Dopo alcuni giorni dalla consultazione referendaria per l’indipendenza della catalogna, tenutasi lo scorso 1 ottobre, le distanze, tra le parti in causa, non sembrano minimamente riavvicinarsi. E’ vero che il Capo del Governo di Madrid ha chiesto al presidente catalano Puigdmeont di rinunciare a dichiarare unilateralmente l’indipendenza, facendo ventilare la disponibilità a ricondurre la vertenza tra Madrid e Barcellona sul piano dei negoziati; ma è esattamente la stessa posizione tenuta da Rajoy prima dell’effettuazione del referendum, con la differenza che, adesso, la consultazione si è tenuta e le violenze della Guardia civil non sono bastate a fermarlo.
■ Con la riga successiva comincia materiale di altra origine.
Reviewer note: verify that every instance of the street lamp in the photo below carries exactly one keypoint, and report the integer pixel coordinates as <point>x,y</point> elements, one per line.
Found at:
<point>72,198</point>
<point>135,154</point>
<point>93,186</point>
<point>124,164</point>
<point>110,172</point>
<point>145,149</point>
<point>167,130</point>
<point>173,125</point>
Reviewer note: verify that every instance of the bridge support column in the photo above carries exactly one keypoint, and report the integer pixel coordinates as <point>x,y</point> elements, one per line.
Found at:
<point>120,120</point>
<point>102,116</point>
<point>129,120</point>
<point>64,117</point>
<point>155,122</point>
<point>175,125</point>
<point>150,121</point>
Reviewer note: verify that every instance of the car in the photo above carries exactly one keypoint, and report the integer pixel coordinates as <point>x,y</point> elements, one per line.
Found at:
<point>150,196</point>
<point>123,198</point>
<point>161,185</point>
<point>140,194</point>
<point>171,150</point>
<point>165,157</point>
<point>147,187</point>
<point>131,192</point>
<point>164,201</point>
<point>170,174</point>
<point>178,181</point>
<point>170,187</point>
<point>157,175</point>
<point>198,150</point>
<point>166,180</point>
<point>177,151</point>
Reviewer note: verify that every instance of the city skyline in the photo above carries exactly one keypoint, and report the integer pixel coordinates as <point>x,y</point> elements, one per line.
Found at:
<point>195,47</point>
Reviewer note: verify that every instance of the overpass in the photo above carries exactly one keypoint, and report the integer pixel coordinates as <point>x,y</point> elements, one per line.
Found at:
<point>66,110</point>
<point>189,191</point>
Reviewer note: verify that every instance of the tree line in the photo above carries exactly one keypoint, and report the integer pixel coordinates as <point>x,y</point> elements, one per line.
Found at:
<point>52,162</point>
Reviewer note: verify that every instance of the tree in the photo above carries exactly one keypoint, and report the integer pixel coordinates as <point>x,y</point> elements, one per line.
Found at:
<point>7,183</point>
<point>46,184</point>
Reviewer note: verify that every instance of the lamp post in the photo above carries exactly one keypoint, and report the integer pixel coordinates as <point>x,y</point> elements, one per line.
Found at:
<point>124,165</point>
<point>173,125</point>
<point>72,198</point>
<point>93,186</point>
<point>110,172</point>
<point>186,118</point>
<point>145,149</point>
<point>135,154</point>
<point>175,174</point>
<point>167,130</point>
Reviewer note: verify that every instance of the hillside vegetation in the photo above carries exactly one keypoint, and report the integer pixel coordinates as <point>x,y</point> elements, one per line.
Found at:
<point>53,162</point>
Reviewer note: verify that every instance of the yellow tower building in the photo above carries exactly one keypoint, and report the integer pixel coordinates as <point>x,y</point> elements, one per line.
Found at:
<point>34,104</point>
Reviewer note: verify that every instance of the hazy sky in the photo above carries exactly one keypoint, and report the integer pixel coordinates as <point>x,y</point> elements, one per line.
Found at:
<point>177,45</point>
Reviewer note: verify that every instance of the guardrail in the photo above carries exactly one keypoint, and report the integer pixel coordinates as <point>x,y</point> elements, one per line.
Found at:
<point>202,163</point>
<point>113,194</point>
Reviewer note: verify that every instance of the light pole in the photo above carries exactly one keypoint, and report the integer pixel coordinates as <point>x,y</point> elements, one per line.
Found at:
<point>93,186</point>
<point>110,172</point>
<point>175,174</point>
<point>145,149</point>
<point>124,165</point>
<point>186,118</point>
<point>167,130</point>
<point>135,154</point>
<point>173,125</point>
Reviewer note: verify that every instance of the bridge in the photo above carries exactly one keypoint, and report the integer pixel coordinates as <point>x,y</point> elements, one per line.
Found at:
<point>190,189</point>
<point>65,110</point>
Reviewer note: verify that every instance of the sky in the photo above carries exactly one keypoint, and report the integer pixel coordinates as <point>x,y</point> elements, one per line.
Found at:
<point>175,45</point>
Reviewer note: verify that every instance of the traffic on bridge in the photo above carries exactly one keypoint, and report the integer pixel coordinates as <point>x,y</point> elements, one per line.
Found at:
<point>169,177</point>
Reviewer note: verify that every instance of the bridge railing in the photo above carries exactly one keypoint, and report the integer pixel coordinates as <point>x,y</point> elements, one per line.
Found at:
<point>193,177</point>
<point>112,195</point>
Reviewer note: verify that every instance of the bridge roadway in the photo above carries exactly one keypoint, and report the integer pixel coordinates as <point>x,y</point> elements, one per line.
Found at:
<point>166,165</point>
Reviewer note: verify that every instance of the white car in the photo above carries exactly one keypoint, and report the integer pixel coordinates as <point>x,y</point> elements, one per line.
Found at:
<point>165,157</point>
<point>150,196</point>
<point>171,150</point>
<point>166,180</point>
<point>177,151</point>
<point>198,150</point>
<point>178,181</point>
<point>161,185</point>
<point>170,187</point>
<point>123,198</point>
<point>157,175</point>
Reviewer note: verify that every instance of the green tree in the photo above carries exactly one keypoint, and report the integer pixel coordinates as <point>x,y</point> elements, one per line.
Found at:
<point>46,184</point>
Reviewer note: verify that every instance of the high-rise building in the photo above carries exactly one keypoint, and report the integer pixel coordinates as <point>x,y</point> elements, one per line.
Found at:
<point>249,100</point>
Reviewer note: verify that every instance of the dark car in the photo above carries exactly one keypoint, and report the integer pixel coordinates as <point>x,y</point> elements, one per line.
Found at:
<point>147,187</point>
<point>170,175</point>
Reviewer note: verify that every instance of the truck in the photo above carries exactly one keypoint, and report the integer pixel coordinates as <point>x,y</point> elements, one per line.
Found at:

Per non parlare della posizione del Capo dello Stato, Re Felipe VI, il quale, dopo mesi di silenzio “assordante” sulla questione, ha pronunciato un discorso dai toni assolutamente provocatori nei confronti degli indipendentisti catalani.
Puigdemont non cede
Nel frattempo, la Corte costituzionale spagnola ha sospeso la riunione del Parlamento regionale catalano, prevista per lunedì, dove – in astratto – si sarebbe potuta pronunciare l’indipendenza della Catalogna e il governo centrale ha emesso un decreto con il quale si riducono al minimo le procedure burocratiche alle aziende che intendono trasferire la loro sede dalla Catalogna nel resto della Spagna.
Carl Puigdemont, a sua volta, ha furbescamente spostato a martedì la riunione del parlamento catalano, onde evitare un conflitto con la Corte e ha semplicemente rubricato l’oggetto del suo intervento in comunicazioni del Presidente della generalitat al parlamento.
L’impressione del cronista è che si stia comportando come un giocatore di poker in attesa di vedere le carte in suo possesso ma difficilmente intenzionato a passare.
Ora, Mariano Rajoy, ventila “guai peggiori”, per la Catalogna, ma non intende altre violenze, di franchista memoria, della Guardia Civil, né – probabilmente – l’utilizzazione dell’art.
155 della Costituzione che prevede l’adozione di tutte le misure necessarie qualora una comunità autonoma della Spagna attenti gravemente agli interessi del paese.
Gli scenari non sembrano rosei per Barcellona
Rajoy fa riferimento al pressoché sicuro peggioramento delle condizioni economiche della Comunità catalana, aggravate dall’isolamento internazionale, una volta dichiarata la “secessione”.
Già, infatti, alcune delle più importanti banche catalane hanno annunciato il loro trasferimento al di fuori della Catalogna – approfittando del recente decreto governativo – e, talune, lo hanno già fatto.
L’Unione europea, inoltre, continua a negare qualsiasi contatto con il governo catalano, rimanendo sulla posizione secondo cui uscire dalla Spagna, per la Catalogna, significherebbe uscire dall’Europa e anche dall’euro, con la conseguenza che l’eventuale nuovo Stato sarebbe costretto in breve tempo a costituire una sua banca centrale e a battere una nuova moneta, il cui valore diverrebbe presto carta straccia.
Incrociando tali informazioni, le “cassandre” prevedono settimane di sportelli bancomat chiusi, in Catalogna, per una situazione del tipo di quella che si è vista in Grecia, se non peggiore.
Anche gli stipendi dei lavoratori dipendenti – soprattutto quelli pubblici – sembrerebbero a rischio, quanto meno per il periodo transitorio.
Un pericolo che molti catalani hanno già subodorato, tanto che le manifestazioni pro-Spagna, quasi del tutto assenti durante la campagna elettorale, stanno prendendo corpo e già si parla di una enorme mobilitazione da parte di tutti gli spagnoli, in corso di organizzazione, a Barcellona, contro l’indipendenza catalana. Sono questi i “guai peggiori” a cui allude Rajoy che, come il cinesino del noto proverbio, sembra fermo in attesa di veder passare il cadavere del proprio nemico, anche se la sua immobilità è solo apparente.